There still seems to be a bit of confusion over the identity of 64-bit processors for Windows operating systems. Windows runs on two types of 64-bit processor, identified as x64 and IA-64.
Going with the oldest first, IA-64 stands for Intel Architecture, 64-bit and was Intel’s attempt to move to a 64-bit architecture. It remains compatible with 32-bit user-mode code through hardware emulation, but this hardware emulation performs so poorly relative to a genuine x86 that all operating systems shipping for IA-64 now include a software x86 emulation called IA-32 EL. IA-64 is the instruction set; the family of processors which implement it are named Itanium (which you’ll see critics refer to as Itanic, suggesting that it’s sinking) and so you’ll sometimes see code written for them referenced as Itanium Processor Family or IPF. You need a new operating system to run any code on an Itanium – it cannot boot a 32-bit operating system.
x64 is actually a Microsoft term and stands for Extended 64. It is implemented by both AMD and Intel who respectively call it AMD64 and EM-64T (Extended Memory 64 Technology). AMD invented it as extensions to the existing x86 architecture. An x64-capable processor natively implements x86 in hardware – it is an x86 processor, with additional modes. It boots up in the same 16-bit ‘real mode’ that an x86 does. It can run existing 32-bit operating systems. You may well have an x64-capable processor without realising it. All AMD Athlon 64 and Opteron processors, and Intel Pentium 4, Pentium D and Xeon processors built within about the last year, implement x64. To check whether your Intel processor supports x64, use Intel’s Processor Identification Utility.
Itanium had the early lead and for a while held the general performance crown, but the relentless increase in x86 clock speeds eventually had AMD’s Opteron overtake it for integer calculation performance. Itanium still leads for floating point performance but has been stuck at 1.6GHz for about two years, if I recall correctly. It’s liable to be beaten by Intel’s own ‘Woodcrest’ Xeon-replacement later this year, in my opinion, if it remains stuck at this (now relatively low) speed.

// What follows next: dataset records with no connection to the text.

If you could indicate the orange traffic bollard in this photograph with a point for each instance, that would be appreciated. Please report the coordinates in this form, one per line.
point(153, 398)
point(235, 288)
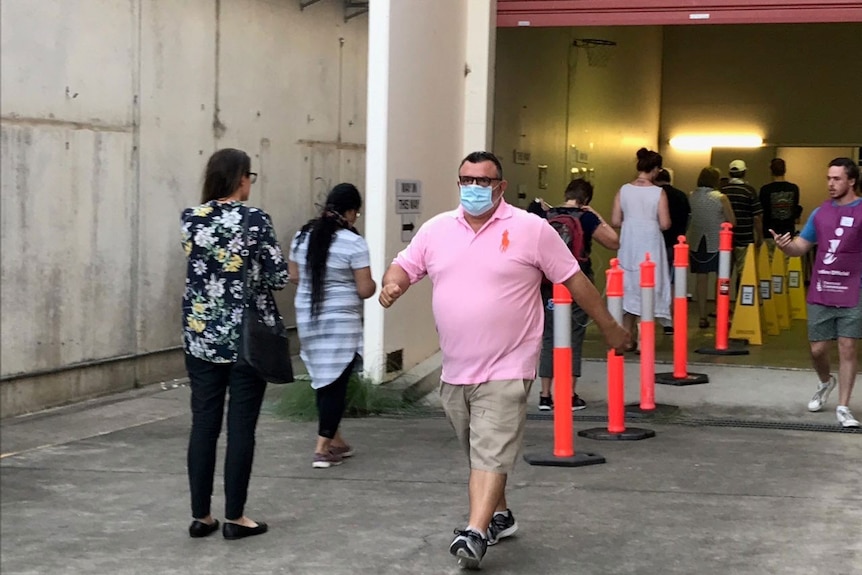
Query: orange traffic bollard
point(616, 372)
point(722, 297)
point(680, 375)
point(564, 447)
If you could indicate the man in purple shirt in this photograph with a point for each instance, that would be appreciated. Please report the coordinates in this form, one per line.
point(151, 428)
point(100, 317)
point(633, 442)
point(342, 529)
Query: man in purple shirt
point(835, 295)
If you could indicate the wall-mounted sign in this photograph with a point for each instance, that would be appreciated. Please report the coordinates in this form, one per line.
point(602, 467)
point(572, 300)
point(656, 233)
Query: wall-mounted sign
point(408, 197)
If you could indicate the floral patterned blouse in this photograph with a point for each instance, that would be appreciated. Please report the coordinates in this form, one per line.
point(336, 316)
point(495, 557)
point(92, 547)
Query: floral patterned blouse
point(212, 237)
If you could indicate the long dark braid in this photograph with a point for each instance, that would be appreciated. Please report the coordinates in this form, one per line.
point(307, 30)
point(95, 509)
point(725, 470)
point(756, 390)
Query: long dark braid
point(321, 230)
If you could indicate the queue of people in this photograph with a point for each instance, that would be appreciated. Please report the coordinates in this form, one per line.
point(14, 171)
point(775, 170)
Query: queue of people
point(490, 358)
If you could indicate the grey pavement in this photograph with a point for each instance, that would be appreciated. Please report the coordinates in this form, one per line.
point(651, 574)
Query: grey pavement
point(100, 487)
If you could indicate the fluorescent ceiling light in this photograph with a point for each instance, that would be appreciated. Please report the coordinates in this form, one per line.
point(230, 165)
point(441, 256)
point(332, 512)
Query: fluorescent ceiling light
point(705, 142)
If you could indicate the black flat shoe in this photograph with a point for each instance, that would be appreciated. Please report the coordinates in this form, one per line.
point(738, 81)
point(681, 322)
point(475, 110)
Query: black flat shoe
point(201, 529)
point(237, 531)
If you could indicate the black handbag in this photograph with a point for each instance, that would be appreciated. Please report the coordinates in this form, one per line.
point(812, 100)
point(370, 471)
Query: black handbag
point(262, 347)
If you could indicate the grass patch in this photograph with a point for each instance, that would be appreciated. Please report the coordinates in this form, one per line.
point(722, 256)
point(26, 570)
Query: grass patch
point(297, 401)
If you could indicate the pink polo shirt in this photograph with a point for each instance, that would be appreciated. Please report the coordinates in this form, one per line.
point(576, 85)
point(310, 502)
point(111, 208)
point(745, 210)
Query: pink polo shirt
point(485, 293)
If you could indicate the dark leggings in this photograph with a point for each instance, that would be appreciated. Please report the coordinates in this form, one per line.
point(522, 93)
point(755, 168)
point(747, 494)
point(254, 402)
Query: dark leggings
point(331, 402)
point(209, 383)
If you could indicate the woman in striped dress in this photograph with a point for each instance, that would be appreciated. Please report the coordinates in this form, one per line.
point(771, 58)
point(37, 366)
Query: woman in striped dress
point(330, 263)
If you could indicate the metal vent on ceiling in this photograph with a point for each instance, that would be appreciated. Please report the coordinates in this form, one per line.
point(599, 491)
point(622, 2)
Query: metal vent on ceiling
point(352, 8)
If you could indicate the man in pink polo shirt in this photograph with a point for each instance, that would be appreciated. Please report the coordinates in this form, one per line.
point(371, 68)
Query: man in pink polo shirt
point(486, 260)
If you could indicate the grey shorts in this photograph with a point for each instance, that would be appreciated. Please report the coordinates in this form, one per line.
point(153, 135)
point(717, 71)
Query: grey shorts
point(488, 419)
point(826, 323)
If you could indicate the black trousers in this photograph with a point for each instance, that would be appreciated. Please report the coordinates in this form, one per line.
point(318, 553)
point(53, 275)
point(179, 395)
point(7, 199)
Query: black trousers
point(209, 383)
point(331, 403)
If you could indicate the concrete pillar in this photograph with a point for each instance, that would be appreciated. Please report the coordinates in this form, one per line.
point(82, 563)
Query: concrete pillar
point(418, 95)
point(479, 89)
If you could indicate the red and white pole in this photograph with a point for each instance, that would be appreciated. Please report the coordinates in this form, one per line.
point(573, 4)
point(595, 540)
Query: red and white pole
point(563, 434)
point(616, 370)
point(680, 308)
point(616, 362)
point(647, 331)
point(722, 294)
point(722, 297)
point(680, 375)
point(563, 454)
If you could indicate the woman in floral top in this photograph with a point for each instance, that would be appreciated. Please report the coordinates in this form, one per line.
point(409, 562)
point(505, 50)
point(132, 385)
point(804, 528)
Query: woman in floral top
point(215, 244)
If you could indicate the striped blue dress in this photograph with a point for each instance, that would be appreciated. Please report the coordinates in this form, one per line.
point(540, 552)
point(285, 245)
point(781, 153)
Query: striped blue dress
point(329, 341)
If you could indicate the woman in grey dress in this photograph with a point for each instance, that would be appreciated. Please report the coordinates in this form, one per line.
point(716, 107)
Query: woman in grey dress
point(640, 209)
point(330, 263)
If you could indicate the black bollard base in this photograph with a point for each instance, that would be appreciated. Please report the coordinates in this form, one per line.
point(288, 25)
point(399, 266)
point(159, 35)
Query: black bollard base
point(689, 379)
point(630, 434)
point(731, 350)
point(548, 459)
point(661, 410)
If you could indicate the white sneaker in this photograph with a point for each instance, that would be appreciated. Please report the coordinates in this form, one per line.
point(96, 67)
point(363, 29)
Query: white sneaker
point(822, 394)
point(845, 417)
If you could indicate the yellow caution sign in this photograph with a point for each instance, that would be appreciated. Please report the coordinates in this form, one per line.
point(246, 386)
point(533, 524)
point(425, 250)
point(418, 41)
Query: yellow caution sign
point(746, 314)
point(796, 289)
point(764, 276)
point(779, 289)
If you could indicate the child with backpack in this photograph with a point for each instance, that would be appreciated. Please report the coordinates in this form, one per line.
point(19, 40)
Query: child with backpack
point(578, 224)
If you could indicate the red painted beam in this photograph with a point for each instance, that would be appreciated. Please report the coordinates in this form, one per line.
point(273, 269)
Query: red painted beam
point(545, 13)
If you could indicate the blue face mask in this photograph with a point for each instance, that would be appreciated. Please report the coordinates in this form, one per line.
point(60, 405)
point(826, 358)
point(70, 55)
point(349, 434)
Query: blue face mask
point(476, 200)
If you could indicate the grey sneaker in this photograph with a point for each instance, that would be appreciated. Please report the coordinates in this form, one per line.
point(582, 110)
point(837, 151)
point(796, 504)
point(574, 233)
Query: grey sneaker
point(469, 547)
point(845, 417)
point(578, 403)
point(326, 460)
point(822, 394)
point(344, 451)
point(502, 526)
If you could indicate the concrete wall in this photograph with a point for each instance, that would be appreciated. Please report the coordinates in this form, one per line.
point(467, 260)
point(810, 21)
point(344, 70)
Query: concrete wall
point(550, 101)
point(109, 112)
point(416, 131)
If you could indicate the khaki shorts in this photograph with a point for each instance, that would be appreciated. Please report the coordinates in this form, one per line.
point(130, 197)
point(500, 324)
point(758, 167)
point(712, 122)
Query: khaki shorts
point(488, 419)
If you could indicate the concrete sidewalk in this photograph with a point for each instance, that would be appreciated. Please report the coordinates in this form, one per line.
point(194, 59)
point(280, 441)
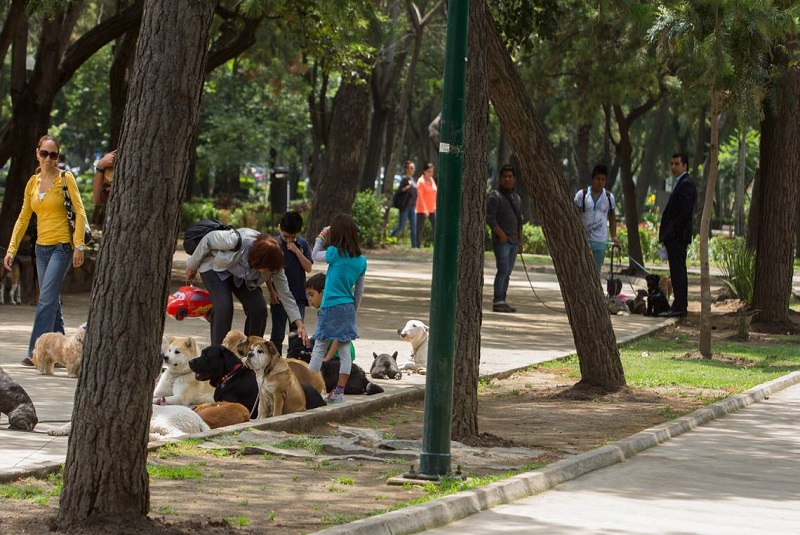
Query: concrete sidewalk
point(396, 291)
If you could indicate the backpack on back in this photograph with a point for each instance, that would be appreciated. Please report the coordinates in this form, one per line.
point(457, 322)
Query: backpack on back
point(195, 233)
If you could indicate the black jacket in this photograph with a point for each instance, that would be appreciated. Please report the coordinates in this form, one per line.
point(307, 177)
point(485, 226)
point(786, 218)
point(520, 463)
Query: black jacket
point(676, 222)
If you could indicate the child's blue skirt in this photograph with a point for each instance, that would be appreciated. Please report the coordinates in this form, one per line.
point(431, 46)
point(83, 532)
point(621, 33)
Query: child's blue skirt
point(337, 323)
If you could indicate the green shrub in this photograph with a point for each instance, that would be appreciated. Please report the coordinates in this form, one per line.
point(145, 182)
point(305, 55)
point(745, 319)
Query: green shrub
point(533, 241)
point(368, 215)
point(738, 265)
point(648, 239)
point(194, 211)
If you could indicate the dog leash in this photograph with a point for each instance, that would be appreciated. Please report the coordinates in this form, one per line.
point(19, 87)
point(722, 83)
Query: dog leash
point(530, 283)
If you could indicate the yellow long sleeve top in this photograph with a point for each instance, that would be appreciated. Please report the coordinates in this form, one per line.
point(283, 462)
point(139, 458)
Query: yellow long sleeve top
point(51, 215)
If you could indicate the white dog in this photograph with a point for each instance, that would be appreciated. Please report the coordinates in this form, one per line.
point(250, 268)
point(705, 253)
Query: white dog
point(416, 333)
point(178, 385)
point(166, 422)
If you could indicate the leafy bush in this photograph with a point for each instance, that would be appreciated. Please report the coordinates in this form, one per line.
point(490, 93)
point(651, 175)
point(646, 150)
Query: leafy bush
point(368, 215)
point(738, 265)
point(648, 239)
point(251, 215)
point(194, 211)
point(533, 241)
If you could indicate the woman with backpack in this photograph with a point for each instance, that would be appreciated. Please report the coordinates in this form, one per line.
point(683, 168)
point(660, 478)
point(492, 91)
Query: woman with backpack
point(236, 262)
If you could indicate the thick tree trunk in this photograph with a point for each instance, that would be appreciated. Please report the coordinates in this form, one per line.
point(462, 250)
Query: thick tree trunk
point(345, 154)
point(472, 242)
point(588, 317)
point(105, 478)
point(780, 173)
point(705, 230)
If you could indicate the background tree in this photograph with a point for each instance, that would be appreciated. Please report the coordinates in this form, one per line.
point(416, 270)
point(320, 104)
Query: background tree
point(589, 320)
point(105, 477)
point(472, 238)
point(778, 191)
point(736, 38)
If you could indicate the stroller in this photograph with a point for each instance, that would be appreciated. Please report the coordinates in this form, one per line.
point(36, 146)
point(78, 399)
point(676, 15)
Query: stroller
point(614, 283)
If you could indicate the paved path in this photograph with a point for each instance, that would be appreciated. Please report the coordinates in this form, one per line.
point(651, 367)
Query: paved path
point(739, 474)
point(396, 291)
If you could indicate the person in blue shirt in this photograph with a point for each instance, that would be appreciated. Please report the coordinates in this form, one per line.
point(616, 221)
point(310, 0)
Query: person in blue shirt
point(344, 286)
point(296, 263)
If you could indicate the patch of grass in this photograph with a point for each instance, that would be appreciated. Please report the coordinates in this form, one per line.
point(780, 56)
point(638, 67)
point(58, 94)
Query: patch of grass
point(239, 521)
point(166, 510)
point(485, 385)
point(370, 422)
point(188, 471)
point(337, 518)
point(184, 447)
point(312, 445)
point(661, 368)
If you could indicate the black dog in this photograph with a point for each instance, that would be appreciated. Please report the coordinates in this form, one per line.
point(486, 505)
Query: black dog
point(656, 301)
point(16, 404)
point(357, 383)
point(232, 380)
point(384, 366)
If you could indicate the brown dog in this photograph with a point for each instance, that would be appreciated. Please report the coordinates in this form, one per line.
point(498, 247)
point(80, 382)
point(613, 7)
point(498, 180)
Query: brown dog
point(277, 384)
point(239, 344)
point(222, 413)
point(55, 348)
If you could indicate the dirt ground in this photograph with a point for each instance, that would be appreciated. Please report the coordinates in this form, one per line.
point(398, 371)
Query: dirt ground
point(260, 493)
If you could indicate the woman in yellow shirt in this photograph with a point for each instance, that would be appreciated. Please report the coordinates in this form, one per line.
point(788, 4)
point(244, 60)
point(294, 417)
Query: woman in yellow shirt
point(44, 196)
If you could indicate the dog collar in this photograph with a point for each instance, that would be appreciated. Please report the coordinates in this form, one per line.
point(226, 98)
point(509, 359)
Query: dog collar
point(230, 373)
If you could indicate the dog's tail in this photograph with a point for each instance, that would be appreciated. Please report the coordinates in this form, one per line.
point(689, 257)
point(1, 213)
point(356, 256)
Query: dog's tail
point(372, 388)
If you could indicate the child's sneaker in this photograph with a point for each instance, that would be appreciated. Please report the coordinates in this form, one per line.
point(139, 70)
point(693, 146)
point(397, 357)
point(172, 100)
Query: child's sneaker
point(335, 396)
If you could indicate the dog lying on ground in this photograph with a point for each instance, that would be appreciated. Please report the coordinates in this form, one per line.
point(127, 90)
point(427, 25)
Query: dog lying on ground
point(168, 421)
point(238, 340)
point(232, 380)
point(277, 384)
point(416, 333)
point(384, 366)
point(12, 278)
point(656, 301)
point(222, 413)
point(639, 304)
point(177, 384)
point(357, 383)
point(55, 348)
point(16, 404)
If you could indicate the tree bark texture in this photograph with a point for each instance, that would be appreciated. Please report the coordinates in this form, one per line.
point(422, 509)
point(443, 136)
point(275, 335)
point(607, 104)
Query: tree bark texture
point(472, 242)
point(335, 191)
point(780, 173)
point(105, 478)
point(32, 98)
point(705, 230)
point(566, 238)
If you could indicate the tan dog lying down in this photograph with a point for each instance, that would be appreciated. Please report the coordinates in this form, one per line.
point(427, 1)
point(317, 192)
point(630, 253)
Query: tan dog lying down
point(222, 413)
point(238, 343)
point(55, 348)
point(277, 384)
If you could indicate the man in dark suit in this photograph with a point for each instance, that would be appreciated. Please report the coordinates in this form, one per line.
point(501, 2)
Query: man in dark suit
point(676, 232)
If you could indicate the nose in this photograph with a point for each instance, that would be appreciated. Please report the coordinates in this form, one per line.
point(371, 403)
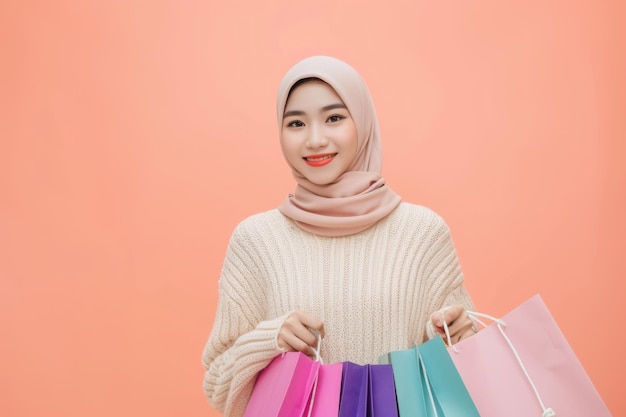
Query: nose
point(316, 138)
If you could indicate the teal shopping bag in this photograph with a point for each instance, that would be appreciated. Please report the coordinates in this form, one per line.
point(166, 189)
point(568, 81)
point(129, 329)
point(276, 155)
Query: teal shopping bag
point(444, 391)
point(407, 376)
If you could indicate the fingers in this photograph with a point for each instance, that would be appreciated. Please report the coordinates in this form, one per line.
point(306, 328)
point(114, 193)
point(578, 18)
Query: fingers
point(460, 326)
point(299, 333)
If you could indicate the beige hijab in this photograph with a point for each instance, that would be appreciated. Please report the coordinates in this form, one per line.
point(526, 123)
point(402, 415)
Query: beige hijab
point(359, 197)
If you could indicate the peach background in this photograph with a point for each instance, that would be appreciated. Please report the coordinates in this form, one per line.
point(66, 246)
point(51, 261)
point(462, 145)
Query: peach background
point(134, 135)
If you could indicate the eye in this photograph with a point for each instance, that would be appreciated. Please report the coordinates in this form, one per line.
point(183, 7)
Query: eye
point(295, 123)
point(335, 118)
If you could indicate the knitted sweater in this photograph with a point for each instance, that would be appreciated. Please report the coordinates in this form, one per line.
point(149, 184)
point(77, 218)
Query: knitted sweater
point(374, 291)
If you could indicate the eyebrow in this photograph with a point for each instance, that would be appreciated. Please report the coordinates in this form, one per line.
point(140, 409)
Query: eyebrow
point(325, 108)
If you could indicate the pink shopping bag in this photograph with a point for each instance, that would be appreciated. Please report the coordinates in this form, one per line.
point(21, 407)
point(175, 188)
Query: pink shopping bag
point(283, 388)
point(522, 366)
point(327, 391)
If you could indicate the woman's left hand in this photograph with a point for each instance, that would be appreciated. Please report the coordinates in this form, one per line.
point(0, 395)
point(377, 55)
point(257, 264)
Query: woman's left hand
point(459, 323)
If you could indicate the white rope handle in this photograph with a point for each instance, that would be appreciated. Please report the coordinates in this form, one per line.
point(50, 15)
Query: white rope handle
point(474, 316)
point(318, 358)
point(430, 392)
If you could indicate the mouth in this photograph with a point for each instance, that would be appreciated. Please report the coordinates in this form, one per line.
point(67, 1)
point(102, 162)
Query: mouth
point(319, 160)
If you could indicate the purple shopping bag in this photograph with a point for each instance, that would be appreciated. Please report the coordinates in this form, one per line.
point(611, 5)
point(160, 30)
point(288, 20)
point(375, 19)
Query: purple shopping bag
point(354, 387)
point(327, 391)
point(283, 388)
point(382, 392)
point(522, 366)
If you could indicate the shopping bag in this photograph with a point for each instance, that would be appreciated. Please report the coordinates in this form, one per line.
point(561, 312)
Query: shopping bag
point(327, 391)
point(408, 384)
point(446, 393)
point(283, 388)
point(521, 365)
point(381, 392)
point(354, 389)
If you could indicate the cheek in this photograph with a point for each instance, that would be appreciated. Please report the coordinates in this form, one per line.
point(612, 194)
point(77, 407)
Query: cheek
point(287, 145)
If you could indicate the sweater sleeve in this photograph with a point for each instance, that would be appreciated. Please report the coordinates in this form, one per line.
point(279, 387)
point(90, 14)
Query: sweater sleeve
point(444, 275)
point(242, 341)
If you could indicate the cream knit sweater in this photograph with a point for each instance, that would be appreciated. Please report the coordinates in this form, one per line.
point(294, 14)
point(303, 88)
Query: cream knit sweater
point(374, 291)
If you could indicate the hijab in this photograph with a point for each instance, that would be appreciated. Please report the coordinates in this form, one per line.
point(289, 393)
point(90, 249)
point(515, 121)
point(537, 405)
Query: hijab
point(359, 197)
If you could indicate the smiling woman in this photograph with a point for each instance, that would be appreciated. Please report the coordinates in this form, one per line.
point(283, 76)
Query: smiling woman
point(318, 136)
point(342, 257)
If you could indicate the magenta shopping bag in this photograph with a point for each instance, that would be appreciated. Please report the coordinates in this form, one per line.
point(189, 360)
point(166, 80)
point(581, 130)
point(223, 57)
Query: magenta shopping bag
point(522, 366)
point(327, 390)
point(284, 387)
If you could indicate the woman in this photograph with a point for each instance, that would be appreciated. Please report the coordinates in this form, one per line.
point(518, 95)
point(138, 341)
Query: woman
point(342, 256)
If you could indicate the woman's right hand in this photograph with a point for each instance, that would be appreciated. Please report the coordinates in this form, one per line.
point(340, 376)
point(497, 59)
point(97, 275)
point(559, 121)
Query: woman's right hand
point(297, 333)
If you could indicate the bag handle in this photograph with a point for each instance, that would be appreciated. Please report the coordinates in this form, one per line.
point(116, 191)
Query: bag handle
point(474, 316)
point(318, 358)
point(431, 397)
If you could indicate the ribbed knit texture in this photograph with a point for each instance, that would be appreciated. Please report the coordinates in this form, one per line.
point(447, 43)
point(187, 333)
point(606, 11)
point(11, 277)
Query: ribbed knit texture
point(374, 291)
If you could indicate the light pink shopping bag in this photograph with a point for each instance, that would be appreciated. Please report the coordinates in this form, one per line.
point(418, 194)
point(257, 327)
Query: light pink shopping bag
point(522, 366)
point(283, 388)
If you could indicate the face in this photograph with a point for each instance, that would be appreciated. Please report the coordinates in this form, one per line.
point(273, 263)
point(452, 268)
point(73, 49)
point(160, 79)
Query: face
point(318, 135)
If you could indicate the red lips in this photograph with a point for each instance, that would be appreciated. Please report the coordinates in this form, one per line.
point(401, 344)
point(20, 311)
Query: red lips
point(320, 159)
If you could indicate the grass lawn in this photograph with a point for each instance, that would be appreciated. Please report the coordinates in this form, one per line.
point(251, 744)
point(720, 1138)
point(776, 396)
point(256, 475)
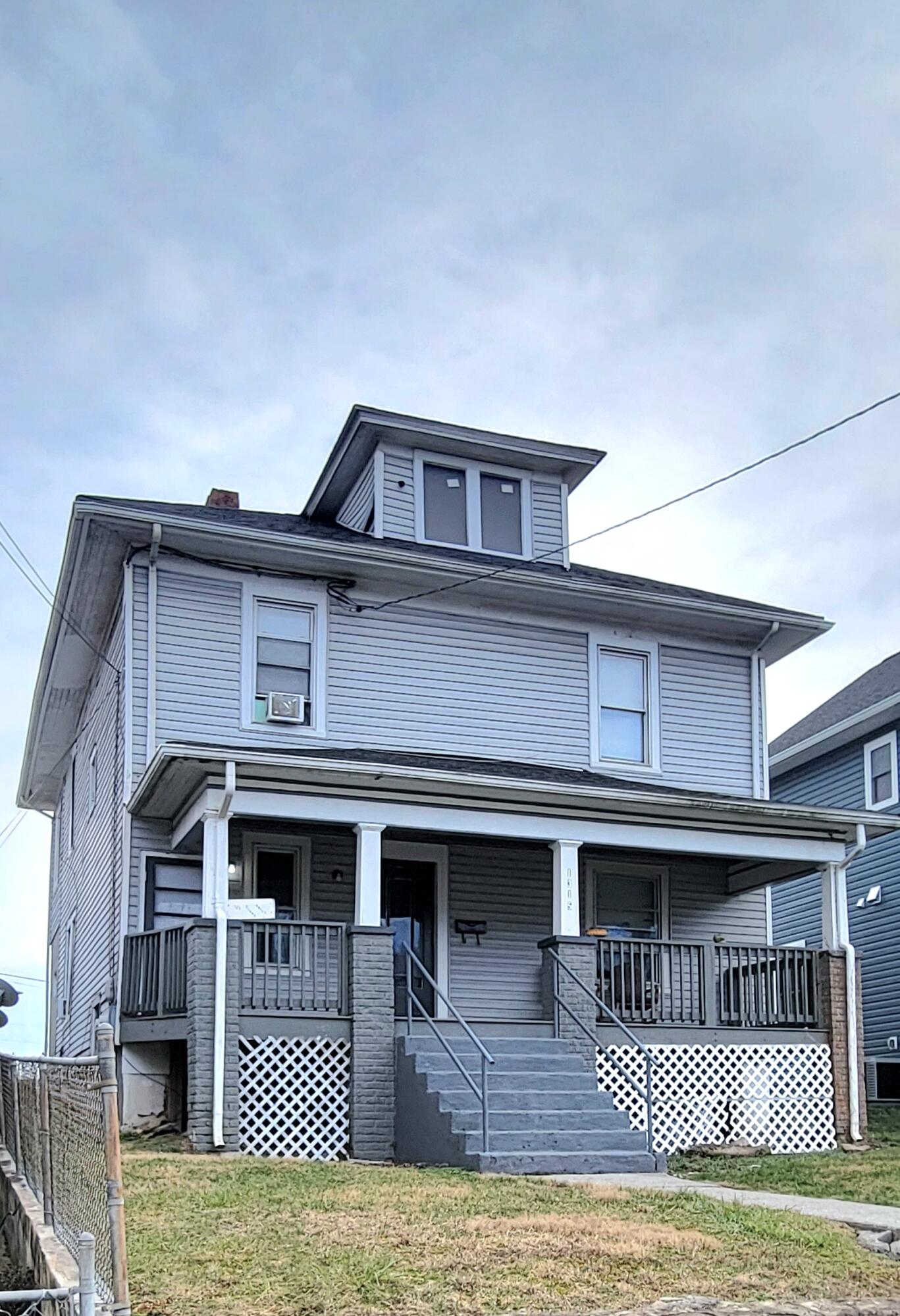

Itanium is now pretty-much reserved to big-iron datacentre servers. It’s good for highly computationally-intensive applications. If you just need lots of memory, go with x64. Itanium used to have an advantage in number of supported processors too, but IBM recently started selling the xSeries 460 which supports up to 32 dual-core Xeons. This hits Microsoft’s limit of 64 logical processors which applies to both architectures.